A Quick View of the Bible–The Time Between the Testaments (Part 2)

During this time between the Old and New Testaments, the books called the Apocrypha (“hidden”) were written. Generally, there are fourteen of these Jewish books accepted as valuable, uplifting reading but not canonical. They were incorporated as additions to the Bible by early Christians. Eventually, the Roman Catholics, unlike the Protestants, put these books, which they referred to as “deutero-canonical,” on a par with the other sixty-six works in the Old and New Testaments.  The Apocrypha has different kinds of material—apocryphal writing (revelations of secrets), moral tales, stories of heroes, wisdom literature, prayers, poetry, the history of the Maccabees.
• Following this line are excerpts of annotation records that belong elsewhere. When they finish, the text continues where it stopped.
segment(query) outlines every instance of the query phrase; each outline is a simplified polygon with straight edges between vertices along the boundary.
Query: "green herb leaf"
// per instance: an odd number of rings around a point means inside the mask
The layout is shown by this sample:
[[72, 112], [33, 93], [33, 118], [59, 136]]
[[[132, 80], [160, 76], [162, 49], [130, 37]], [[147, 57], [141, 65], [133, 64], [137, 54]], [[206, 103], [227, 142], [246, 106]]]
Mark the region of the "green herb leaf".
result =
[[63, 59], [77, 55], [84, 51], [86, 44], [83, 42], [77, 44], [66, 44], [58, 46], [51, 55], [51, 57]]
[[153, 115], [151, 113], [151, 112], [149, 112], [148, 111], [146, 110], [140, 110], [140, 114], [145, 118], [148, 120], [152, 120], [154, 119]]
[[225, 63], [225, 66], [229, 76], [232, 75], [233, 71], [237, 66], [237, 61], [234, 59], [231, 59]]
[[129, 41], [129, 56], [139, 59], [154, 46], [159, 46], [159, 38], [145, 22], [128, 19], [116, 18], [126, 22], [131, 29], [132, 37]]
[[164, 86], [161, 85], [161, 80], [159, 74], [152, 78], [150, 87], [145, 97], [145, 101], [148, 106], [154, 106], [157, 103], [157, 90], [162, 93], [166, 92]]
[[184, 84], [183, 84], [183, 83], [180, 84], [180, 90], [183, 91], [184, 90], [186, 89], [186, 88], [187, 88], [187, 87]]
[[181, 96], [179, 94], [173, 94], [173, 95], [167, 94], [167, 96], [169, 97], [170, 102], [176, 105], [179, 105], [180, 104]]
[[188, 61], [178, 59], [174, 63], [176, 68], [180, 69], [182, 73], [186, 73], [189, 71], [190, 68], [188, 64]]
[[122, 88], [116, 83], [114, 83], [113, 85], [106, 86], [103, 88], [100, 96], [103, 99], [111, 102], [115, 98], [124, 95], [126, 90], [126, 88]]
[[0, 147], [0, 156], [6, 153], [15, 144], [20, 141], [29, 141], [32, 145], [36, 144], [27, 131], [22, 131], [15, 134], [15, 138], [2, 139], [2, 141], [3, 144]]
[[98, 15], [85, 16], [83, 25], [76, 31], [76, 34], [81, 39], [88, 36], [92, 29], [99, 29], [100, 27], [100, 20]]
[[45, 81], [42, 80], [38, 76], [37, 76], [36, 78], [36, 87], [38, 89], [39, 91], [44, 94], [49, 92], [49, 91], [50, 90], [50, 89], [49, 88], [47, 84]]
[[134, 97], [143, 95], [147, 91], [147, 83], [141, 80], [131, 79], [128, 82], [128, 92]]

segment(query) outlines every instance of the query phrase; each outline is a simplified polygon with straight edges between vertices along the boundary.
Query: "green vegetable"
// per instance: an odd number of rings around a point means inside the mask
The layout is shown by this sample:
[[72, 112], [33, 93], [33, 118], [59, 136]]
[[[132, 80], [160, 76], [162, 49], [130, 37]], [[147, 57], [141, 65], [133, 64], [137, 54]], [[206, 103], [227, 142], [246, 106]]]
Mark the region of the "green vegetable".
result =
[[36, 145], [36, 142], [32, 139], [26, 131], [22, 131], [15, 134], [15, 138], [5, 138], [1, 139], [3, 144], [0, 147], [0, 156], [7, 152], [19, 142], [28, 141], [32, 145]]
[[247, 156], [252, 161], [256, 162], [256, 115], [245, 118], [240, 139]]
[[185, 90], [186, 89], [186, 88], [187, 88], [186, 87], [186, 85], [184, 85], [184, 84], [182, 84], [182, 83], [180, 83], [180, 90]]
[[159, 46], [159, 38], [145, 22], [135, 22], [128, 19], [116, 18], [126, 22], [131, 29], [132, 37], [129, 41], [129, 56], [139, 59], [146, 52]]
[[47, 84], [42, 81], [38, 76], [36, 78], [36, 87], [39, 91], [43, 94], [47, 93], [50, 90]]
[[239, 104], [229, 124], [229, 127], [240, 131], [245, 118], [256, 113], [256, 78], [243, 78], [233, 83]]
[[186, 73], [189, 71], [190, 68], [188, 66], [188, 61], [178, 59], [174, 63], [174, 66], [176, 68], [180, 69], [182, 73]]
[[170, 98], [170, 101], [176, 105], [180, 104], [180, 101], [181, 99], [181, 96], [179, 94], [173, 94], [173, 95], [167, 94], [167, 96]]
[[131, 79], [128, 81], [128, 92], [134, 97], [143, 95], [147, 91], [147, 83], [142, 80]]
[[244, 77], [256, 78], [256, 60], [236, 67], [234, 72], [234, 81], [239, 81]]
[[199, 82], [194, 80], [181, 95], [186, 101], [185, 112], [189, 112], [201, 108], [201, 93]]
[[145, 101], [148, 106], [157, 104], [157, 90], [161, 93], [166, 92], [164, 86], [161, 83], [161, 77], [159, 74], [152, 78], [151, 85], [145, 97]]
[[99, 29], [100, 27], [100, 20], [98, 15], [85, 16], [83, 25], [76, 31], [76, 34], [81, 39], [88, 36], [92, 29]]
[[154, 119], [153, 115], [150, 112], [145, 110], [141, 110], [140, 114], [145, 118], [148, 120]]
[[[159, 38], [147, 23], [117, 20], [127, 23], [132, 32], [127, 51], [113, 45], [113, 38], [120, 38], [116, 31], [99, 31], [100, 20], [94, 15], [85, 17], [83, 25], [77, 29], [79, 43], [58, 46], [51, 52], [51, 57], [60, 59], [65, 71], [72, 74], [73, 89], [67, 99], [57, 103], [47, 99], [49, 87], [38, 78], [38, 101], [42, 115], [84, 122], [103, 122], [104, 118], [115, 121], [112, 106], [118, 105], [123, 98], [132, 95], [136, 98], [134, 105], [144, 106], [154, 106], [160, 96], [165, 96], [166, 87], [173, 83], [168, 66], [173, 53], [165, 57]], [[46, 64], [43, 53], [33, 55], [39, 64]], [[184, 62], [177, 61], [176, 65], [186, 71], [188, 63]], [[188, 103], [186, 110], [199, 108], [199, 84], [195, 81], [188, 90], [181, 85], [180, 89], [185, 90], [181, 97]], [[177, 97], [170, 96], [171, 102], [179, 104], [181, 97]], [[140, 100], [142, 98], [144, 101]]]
Neither Jesus nor the disciples ever referred to these works, and the Jewish community that produced them repudiated them.

 

Jewish teaching of this time depended on the Pentateuch as the basis for living, but several different groups arose with widely different interpretations. The Pharisees wished to reinterpret the Law by adding oral commentaries. In addition, they believed in the sovereignty of God, the existence of angels, the future resurrection and judgment. They became the spiritual ancestors of modern Judaism Another more aristocratic group  called the Sadducees rejected all the above teachings; they followed only the Torah. They were friendly to the Romans and faded from history when the Jews rebelled against Rome shortly after the time of Jesus. A third group, the Essenes, saw religion as corrupted, so they withdrew to wilderness areas where they lived ascetic lives. It was near an Essene commune called Qumran where the Dead Sea Scrolls were found in 1947. These are the oldest surviving copies of the Hebrew Bible, in some cases nearly one thousand years nearer to the originals than we had before.

 

One concept of this time had great impact on writers of the New Testament. The Jews had a term, “Messiah,” which meant “anointed one,” referring to a person commissioned by God through the anointing of oil. God had promised to David an everlasting kingship as recorded in 2 Samuel 7, 23:1-5, and Psalm 89:19-31. People of this time read the prophets who had envisioned a future in which another one like David or from his line would liberate Israel, defeat her enemies, and bring God’s kingdom to earth. This Messiah would be a warrior-king to set the Jews free from political and religious persecution. It was into this world of Jewish thought and literature that Jesus was born.